Andrea Macrina (top left in the middle – UCL), Richard Turner (top right – Mesirow), Edward Baker (bottom left – Tipping Frontier) and Ying Poikonen (bottom right – SMBC)

Women in quant

The Women in Quant panel was chaired by Samar Gad (Kingston Business School), with panellists Laura Lise (Citi), Elissa Ibrahim (EBRD) and Svetlana Borovkova (Bloomberg). It’s hardly a surprise to anyone who has worked on a trading floor that female quants are a much smaller proportion of the workforce compared to male quants, indeed one figure quoted in the panel suggested that only around 20% of quants are women in the UK. One point of discussion was that this was at odds with the fact that 40% of STEM graduates are female.  It was suggested that this divergence started much earlier at school. Indeed in tech, women are more prominent than they are in quant, it was noted. One way to help was to offer mentorship at early stages, and initiatives like the Women in Quant Finance group on LinkedIn started by Wafa Schieffer helped.

Samar Gad (Kingston Business School), Laura Lise (Citi) and Elissa Ibrahim (EBRD)
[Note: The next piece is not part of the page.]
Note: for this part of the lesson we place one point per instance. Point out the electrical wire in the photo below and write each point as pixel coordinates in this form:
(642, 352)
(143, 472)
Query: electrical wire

Dealing with data in finance and beyond

James Munro (Man Group) talk centred around hard learned advice on scaling data for quants. He noted that quant is all about data science. It was important to understand and optimise you data management process and how people fit into it. It was valuable to catalogue datasets that a firm had been using and also those datasets that had been discarded (and reasons why). Teams using data could be split in many ways, and often they could straddle a number of different tasks. He stressed that when it came to data, there is no substitute for figuring it yourself. he compared and contrasted using tools like SQL for storing time series versus solutions dedicated to storing them such as Man Group’s own ArcticDB, which did the computation more efficiently for such data structures.

James Munro (Man Group)

In finance, we often deal with large datasets. They require a lot of storage capacity and need large computation requirements. However, it is all a matter of perspective. For high frequency traders, the mountain of data is huge compared to that used by folks utilising daily data for example. However, I would conjecture that in general, the amount of data we deal with, is far less than that generated at CERN. Joachim Mnich (CERN) gave a talk outlining the challenges with dealing with the data from CERN’s particle accelerator. At present they generate over 100 PB a year. They store around 1500 PB of data worldwide. They have the worldwide LHG Computing Grid, consisting of a million computational cores in around 160 data centres worldwide. They were actively using deep learning and AI in their computation. They had very long time horizons when it came to creating processes to crunch the data, and the amount of data being computed was going to be much bigger when new colliders are built (planned to be 91km long versus the current 27km collider).

Joachim Mnich (CERN)

Conclusion

QuantMinds has been a great event over the past week. It’s definitely obviously where quant is going from the various presentations and discussions at the event. Whilst a few years ago machine learning was very much in the “research” phase, it’s now clear that it is being used actively across many different areas of the financial industry by quants. Tools like LLMs do give rise to a lot of possibilities. However, at the same time, the way they behave does make them more challenging to use in a systematic setting (ie. the hallucinations and the lack of consistency in their output), although we did see some approaches to alleviate this issue in some of the sessions at QuantMinds. It will be interesting to see how QuantMinds evolves in the coming years. I do however suspect that LLMs might not be such a hot topic in the years ahead. Anyway, let’s bookmark that thought, and come back to it in a few years!